Und dann war da nur noch Jubel aufseiten der St. Paulianer. Der damalige HSV-Sportdirektor Bastian Reinhardt, der diese Minuten später als die "bittersten Momente überhaupt, seit ich beim HSV bin" bezeichnen sollte, meinte sichtlich angeschlagen: "Wenn ich das sehe, wie die St. Paulianer in unserem Stadion feiern, dann könnte ich kotzen, ehrlich." Und ein Mann feierte ganz besonders ausgelassen. Der ehemalige Schalker Gerald Asamoah, den Rudi Assauer stets nur "Blondie" nannte, konnte sein Glück hinterher kaum fassen.
HSV erwacht böse
In der 59. Minute war der damalige Kapitän des FC St. Pauli nach einer Vorlage von Fabian Boll zum Kopfball hochgestiegen und hatte das alles entscheidende 1:0 erzielt. Ohnehin stets eher gut gelaunt ("Ich bin so ein Typ, der immer am Lachen ist"), vergaß Asamoah direkt nach Spielschluss sofort wieder seine Verletzung, die ihn kurz zuvor noch zur vorzeitigen Aufgabe gezwungen hatte. Und so zelebrierte "Blondie" gemeinsam mit seinen Mitspielern diese historische Nacht von Hamburg - als der FC St. Pauli zum ersten Mal seit 1977 den Hamburger SV in einem Derby vernascht hatte.

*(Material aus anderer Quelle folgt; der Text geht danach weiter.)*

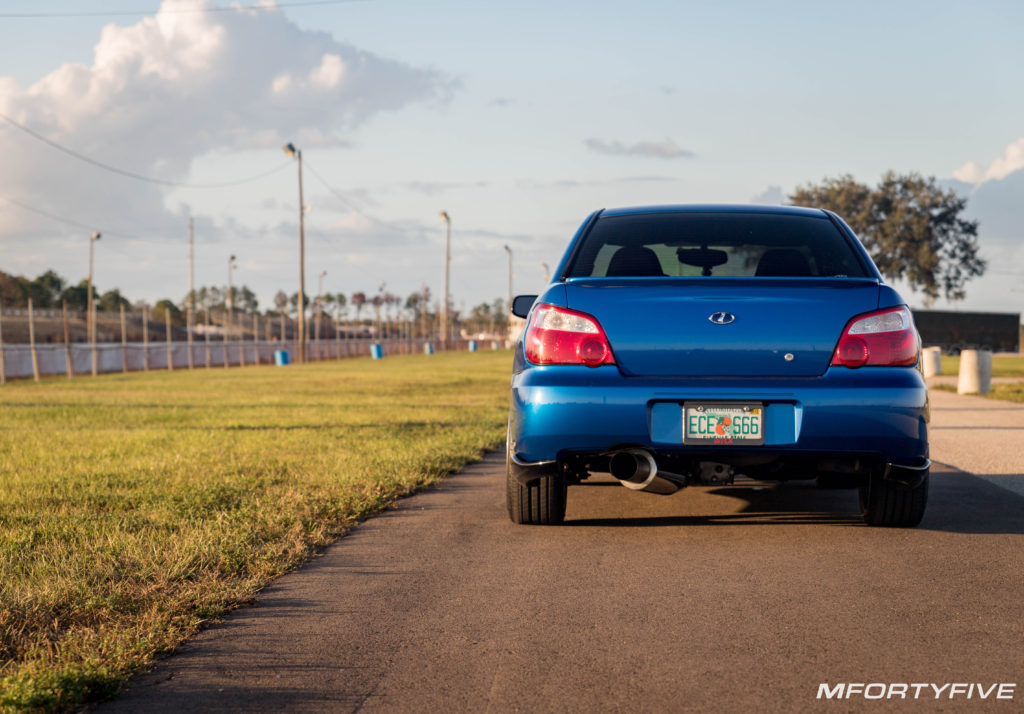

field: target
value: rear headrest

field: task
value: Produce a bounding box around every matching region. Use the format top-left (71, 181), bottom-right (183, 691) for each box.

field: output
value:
top-left (755, 249), bottom-right (812, 277)
top-left (606, 246), bottom-right (665, 277)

Ben Redelings ist ein leidenschaftlicher "Chronist des Fußballwahnsinns" (Manni Breuckmann) und Anhänger des ruhmreichen VfL Bochum. Der Autor, Filmemacher und Komödiant lebt im Ruhrgebiet und pflegt sein Schatzkästchen mit Anekdoten. Für ntv.de schreibt er dienstags und samstags die spannendsten und lustigsten Geschichten auf. Weitere Informationen zu Ben Redelings, seinen aktuellen Terminen und Projekten gibt es auf seiner Seite www.scudetto.de.
Welche Gefühle genau solch ein Triumph bei den Anhängern der Braun-Weißen auslöst, schrieb die "Süddeutsche Zeitung" im Anschluss an die Partie auf wunderbare Art und Weise nieder: "Für einen Fan des FC St. Pauli ist ein Sieg gegen den Hamburger SV eine durchaus feine Sache. Eine sehr feine Sache. Eine so unglaublich feine Sache, dass einige der feinsten Sachen der Welt im Vergleich wirken wie ein Rachenkatarrh, wie Hammerzehen oder eine Steißbeinprellung."
Doch nach all den Feierlichkeiten kam schließlich das böse Erwachen. Nach dem Derbysieg konnte der FC St. Pauli in den restlichen zwölf Punktspielen lediglich noch einen Zähler ergattern - und stieg am Ende der Spielzeit als abgeschlagener Tabellenletzter ab. Und auch für den neuen Fan-Liebling Gerald Asamoah endete die Zeit in Hamburg im Sommer bereits wieder. Doch noch heute kommen die Anhänger des FC St. Pauli freudestrahlend auf ihn zu, meinte er einmal, und bedanken sich herzlich bei ihm für sein unvergessliches Tor im Derby gegen den Hamburger SV vor zehn Jahren.